Platinum Prices Skid on Car-Demand Worries
London (Sept 28) Platinum prices have fallen to the lowest in almost five years, as slowing growth outside of the U.S. has aroused concerns about demand for the precious metal.
It has been a bumpy year for platinum, used in jewelry and automobile exhaust filters. A five-month-long strike in South Africa, the longest ever for the nation's platinum miners, curbed supplies earlier this year and sent prices to a near 10-month high in July. But the end of the strike, and lackluster economic performance in Europe and Japan, have brought platinum prices down 14% from their July peak of $1,517 a troy ounce.
On Friday, platinum for October delivery, the most actively traded contract, shed 0.9%, or $12.20, to end at $1,302 an ounce. That is a level not seen since Oct. 5, 2009.
At the heart of platinum's decline are worries that auto sales will fall as the European and Japanese economies slow down. About 38% of the world's platinum demand is from the automotive sector, primarily for diesel engines.
Unlike gold and silver, which investors often use as a hedge against political or economic uncertainty, "platinum is a clearer reflection of economic realities," said James Cordier, a principal at Liberty Trading. "And right now, it is not saying good things about global growth outside of the U.S."
Growth in Europe has slowed to a near standstill, forcing the European Central Bank to cut interest rates and announce new stimulus plans at its monetary policy meeting earlier this month. Japan's economy contracted in the second quarter at its fastest pace since 2009.
At the same time, platinum supplies are increasing. Mines in South Africa, the world's largest producer of the metal, are starting to ramp up production. Russia, the second-largest producer, has continued to export the metal even though other nations have imposed sanctions against the country for its role in the Ukrainian crisis.
With uncertain demand and rising supplies, some investors are moving away from platinum. The amount of platinum held by exchange-traded funds has fallen to the lowest level of the year, according to data from Capital Economics.
But other investors believe the worst of the selling may be over. Lower prices are likely to attract physical buyers of the metal from China, said Walter de Wet, an analyst at Standard Bank.
"While it is still hard to call a bottom, we think the selloff has largely run its course," Mr. de Wet said.
The gap in the price of platinum over gold narrowed Friday to $86.60 an ounce, its lowest level this year.

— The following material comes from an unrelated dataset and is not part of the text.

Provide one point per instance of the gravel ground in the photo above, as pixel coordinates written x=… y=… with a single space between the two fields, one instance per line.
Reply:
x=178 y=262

The reduced spread could lead investors to employ a strategy where they buy platinum and sell gold, betting that platinum will outperform its counterpart, traders said. That, too, could boost platinum prices.
For now, however, the selling momentum is driving the market, analysts said.
"Based on the fundamentals, we believe prices are already oversold," said James Steel, an analyst at HSBC, HSBA.LN +0.57% in a note to investors. "Despite this, we could see another round of lower levels."